Attention all developers, researchers, and enthusiasts: Google has announced that they will be releasing a new . API is, simply put, a set of rules and tools to help build software. Google’s new TensorFlow object detection API is designed to make it easier to identify objects using images. The API includes models that are designed to work on even on comparatively simple devices, like smartphones.
Simplifying machine learning models is proving to be essential for advancing API and machine learning technologies. We don’t all have massive desktop setups with our own servers capable of handling just about anything. While it’s possible to run them through the cloud, that usually proves to be abysmally slow, and also requires an internet connection. That means that in order to make these models more accessible to the average consumer, they’ll need to be simplified.
Keeping that in mind, Google intends for this new API to be extremely user-friendly, allowing anyone and everyone with a basic computer or smartphone to explore the world of machine learning.

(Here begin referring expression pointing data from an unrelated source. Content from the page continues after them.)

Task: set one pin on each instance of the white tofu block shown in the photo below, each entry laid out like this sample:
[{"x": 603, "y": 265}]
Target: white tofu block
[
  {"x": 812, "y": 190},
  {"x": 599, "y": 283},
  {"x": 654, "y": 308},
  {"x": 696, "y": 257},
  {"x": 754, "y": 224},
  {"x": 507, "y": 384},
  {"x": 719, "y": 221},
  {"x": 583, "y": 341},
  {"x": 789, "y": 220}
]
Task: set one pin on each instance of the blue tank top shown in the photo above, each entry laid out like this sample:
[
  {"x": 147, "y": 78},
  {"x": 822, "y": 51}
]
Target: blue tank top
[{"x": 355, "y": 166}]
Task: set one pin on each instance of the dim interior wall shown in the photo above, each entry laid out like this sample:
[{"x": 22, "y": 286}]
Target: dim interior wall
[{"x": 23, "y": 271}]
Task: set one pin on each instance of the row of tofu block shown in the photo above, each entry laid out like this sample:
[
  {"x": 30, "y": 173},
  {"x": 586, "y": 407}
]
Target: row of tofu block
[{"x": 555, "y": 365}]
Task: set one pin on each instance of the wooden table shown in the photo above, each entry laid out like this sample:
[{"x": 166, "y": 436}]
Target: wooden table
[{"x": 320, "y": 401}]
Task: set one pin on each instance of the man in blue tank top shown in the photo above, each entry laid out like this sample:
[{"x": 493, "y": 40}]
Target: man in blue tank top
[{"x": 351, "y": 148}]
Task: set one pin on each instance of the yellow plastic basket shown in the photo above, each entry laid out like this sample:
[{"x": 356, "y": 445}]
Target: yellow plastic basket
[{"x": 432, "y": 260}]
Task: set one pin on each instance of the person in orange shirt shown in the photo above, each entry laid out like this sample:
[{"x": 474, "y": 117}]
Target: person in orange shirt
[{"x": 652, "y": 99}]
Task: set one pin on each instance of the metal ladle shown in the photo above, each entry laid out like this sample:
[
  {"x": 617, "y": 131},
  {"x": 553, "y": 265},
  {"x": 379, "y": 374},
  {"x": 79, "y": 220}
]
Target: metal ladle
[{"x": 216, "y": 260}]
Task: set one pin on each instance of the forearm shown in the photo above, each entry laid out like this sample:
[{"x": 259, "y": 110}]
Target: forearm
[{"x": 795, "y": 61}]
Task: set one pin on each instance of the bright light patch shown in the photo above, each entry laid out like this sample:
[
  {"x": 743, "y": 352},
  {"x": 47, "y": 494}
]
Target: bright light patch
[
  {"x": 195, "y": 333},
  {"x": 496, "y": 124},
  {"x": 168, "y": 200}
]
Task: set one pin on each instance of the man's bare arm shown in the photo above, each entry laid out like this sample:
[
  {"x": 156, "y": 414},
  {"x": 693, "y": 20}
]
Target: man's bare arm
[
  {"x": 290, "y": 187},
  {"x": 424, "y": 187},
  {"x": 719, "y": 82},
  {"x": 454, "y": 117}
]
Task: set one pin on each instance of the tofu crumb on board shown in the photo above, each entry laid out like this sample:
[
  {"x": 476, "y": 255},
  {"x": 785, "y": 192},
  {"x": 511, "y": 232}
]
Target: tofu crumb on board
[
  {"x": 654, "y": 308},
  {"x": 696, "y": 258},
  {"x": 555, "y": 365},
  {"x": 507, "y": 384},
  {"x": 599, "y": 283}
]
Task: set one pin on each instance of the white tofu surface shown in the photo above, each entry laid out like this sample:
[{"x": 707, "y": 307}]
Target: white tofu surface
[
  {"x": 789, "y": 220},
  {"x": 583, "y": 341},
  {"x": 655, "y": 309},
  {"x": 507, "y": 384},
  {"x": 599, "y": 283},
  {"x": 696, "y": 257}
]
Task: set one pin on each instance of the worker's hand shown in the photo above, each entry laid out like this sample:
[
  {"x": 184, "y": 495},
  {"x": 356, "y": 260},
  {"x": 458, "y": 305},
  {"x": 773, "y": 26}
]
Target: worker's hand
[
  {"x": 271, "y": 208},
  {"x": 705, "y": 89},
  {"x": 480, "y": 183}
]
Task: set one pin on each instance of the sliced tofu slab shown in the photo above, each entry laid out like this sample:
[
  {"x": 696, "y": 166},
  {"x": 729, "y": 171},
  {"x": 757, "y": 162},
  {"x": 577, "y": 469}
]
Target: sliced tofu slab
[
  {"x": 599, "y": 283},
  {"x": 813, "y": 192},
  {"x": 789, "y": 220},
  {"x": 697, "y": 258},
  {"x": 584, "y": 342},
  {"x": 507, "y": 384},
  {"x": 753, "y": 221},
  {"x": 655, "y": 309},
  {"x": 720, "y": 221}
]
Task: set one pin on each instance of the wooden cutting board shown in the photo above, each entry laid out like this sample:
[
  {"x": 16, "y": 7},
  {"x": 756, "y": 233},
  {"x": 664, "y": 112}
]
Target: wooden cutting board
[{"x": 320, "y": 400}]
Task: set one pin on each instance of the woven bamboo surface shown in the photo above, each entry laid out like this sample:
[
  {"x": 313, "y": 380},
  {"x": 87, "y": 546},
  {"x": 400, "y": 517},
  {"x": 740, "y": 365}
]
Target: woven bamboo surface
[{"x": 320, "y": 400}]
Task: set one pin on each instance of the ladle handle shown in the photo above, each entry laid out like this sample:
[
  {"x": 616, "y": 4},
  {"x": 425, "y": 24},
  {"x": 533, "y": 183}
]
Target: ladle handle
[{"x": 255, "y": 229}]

We know that this new API can be used to identify objects by using images, but beyond being amusing, could that actually be useful in our everyday lives? As it turns out — yes, it likely could be. This type of API could lead to advancement in facial recognition, landmark detection, as well as the most obvious — object identification. These seemingly basic tools will continue to become essential in many different fields. From information services to law enforcement and even just daily digital tasks, these seemingly small strides in the progression and simplification of machine learning will only continue to push us forward.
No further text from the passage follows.